Sementara dari sisi fundamental ekonomi Indonesia, Sri menilai sangat oke. Pertumbuhan ekonomi masih positif 5 persen. Inflasi terjaga rendah dengan perkiraan di bawah 4 persen di 2017, dan indikator makro ekonomi lainnya. "Tapi yang perlu diwaspadai adalah kebijakan negara lain, karena ekonomi kita kan terbuka. Jika ada negara besar memberikan shock, kita juga ikut terpengaruh. Tapi di 2008, krisis yang melanda, Indonesia masih bisa survive dengan pertumbuhan ekonomi positif," paparnya.
Untuk diketahui, siklus krisis ekonomi 10 tahunan sering menjadi topik perbincangan hangat, terutama mengingat trauma yang masih membekas akibat krisis ekonomi Asia di 1998 dan krisis ekonomi global pada 2008. Tahun yang berakhir dengan angka 8 seakan menghantui, terutama bagi kita yang ada di Indonesia.
Banyak analisis ekonomi menunjukkan bahwa kondisi ekonomi Indonesia maupun dunia pada 2018 sebenarnya cukup berbeda dengan tahun 1998 dan 2008.
Namun, seringkali analisis berdasarkan fakta dan data tersebut masih belum berhasil menenangkan kecemasan para investor.
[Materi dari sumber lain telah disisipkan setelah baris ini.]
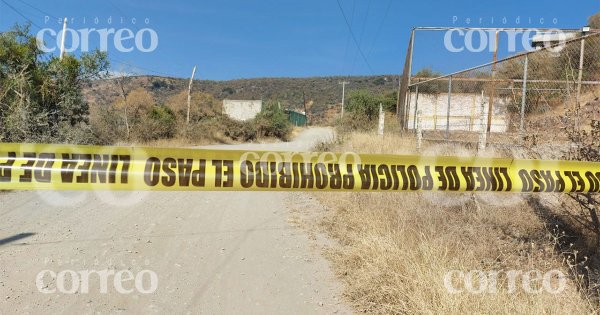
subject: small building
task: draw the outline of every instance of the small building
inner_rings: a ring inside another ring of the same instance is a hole
[[[305,113],[300,113],[291,109],[286,109],[285,113],[288,115],[288,120],[292,123],[292,125],[306,126],[308,119],[306,118]]]
[[[231,119],[250,120],[262,110],[262,100],[223,100],[223,113]]]

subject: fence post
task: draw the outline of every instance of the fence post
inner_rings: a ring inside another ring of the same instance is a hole
[[[379,103],[379,128],[377,128],[377,134],[383,136],[383,129],[385,128],[385,113],[383,112],[383,105]]]
[[[525,136],[525,102],[527,99],[527,67],[529,66],[529,54],[525,55],[525,65],[523,66],[523,92],[521,95],[521,124],[519,133],[521,139]]]
[[[413,119],[413,130],[417,130],[417,110],[419,108],[419,86],[415,87],[415,115]]]
[[[479,145],[477,146],[478,153],[485,150],[485,147],[487,146],[487,132],[488,130],[491,131],[491,124],[489,121],[486,124],[485,119],[485,99],[483,90],[481,90],[481,113],[479,115],[479,124],[481,126],[481,130],[479,131]]]
[[[421,144],[423,143],[423,122],[421,120],[421,111],[418,111],[415,119],[417,120],[417,150],[421,150]]]
[[[581,49],[579,51],[579,73],[577,76],[577,95],[575,96],[575,130],[579,131],[579,104],[581,97],[581,79],[583,77],[583,56],[585,54],[585,38],[581,39]]]
[[[448,77],[448,111],[446,112],[446,140],[450,138],[450,103],[452,102],[452,76]]]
Maka, mungkin jalan paling mudah untuk mematahkan pandangan siklus 10 tahunan adalah dengan menunjukkan bahwa sebenarnya siklus tersebut mungkin kurang tepat.
Selanjutnya
Menilik pertumbuhan ekonomi riil Indonesia sejak 1961 hingga 2016, resesi ekonomi di tahun yang berakhir dengan angka 8 hanya terjadi pada 1998 dan 2008. Bahkan pada saat krisis ekonomi global pada 2008-2009, sebenarnya pertumbuhan ekonomi Indonesia tidak terlalu terdampak.
Pada 1968, 1978 dan 1988, di mana ketiga tahun tersebut berakhir dengan angka 8, pertumbuhan ekonomi Indonesia cenderung kuat. Yakni ekonomi Indonesia tumbuh 10,9 persen pada 1968, kemudian 6,8 persen di 1978, dan 5,8 persen di 1988.
Sebelum 1998, pertumbuhan ekonomi Indonesia yang relatif rendah tidak pernah terjadi di tahun yang berakhir dengan angka 8 (1963, 1965, 1967, 1982 dan 1985). Sejak 1961 hingga saat ini, hanya terdapat 2 tahun di mana Indonesia mengalami pertumbuhan ekonomi negatif, yaitu tahun 1963 dan 1998. Hal serupa juga ditemukan saat menilik pertumbuhan ekonomi dunia.
Pada 2008 dan 2009, ekonomi dunia mengalami pertumbuhan ekonomi yang lemah akibat krisis global. Pada 1998, saat terjadi krisis ekonomi Asia, pertumbuhan ekonomi global mengalami sedikit penurunan di angka 2,5 persen. Kemudian pada tiga tahun yang berakhir dengan angka 8, yakni tahun 1968, 1978 dan 1988 mencatatkan pertumbuhan ekonomi yang relatif mapan masing-masing 6,2 persen, 4 persen, dan 4,7 persen.
Selain tahun 1998 dan 2008-2009, pelemahan pertumbuhan ekonomi dunia terjadi pada 1975 yang sebesar 0,8 persen, kemudian 1991 (1,4 persen), 1998 (2,5 persen) dan 2001 (1,9 persen), di mana tahun-tahun tersebut tidak ada satupun yang berakhir dengan angka 8.
Bahkan sejak 1961 hingga saat ini, pertumbuhan ekonomi dunia yang negatif hanya terjadi satu kali, yaitu pada 2009. Melihat data pertumbuhan ekonomi baik Indonesia maupun dunia, terlihat bahwa sebenarnya pandangan siklus 10 tahunan mungkin kurang tepat.
Memang harus diakui bahwa ekonomi dunia mengalami siklus. Namun, tidak terlihat sebuah kepastian bahwa siklus tersebut terulang setiap 10 tahun dan tentunya tahun yang berakhir dengan angka 8 tidak terlihat sekeramat yang banyak dibahas.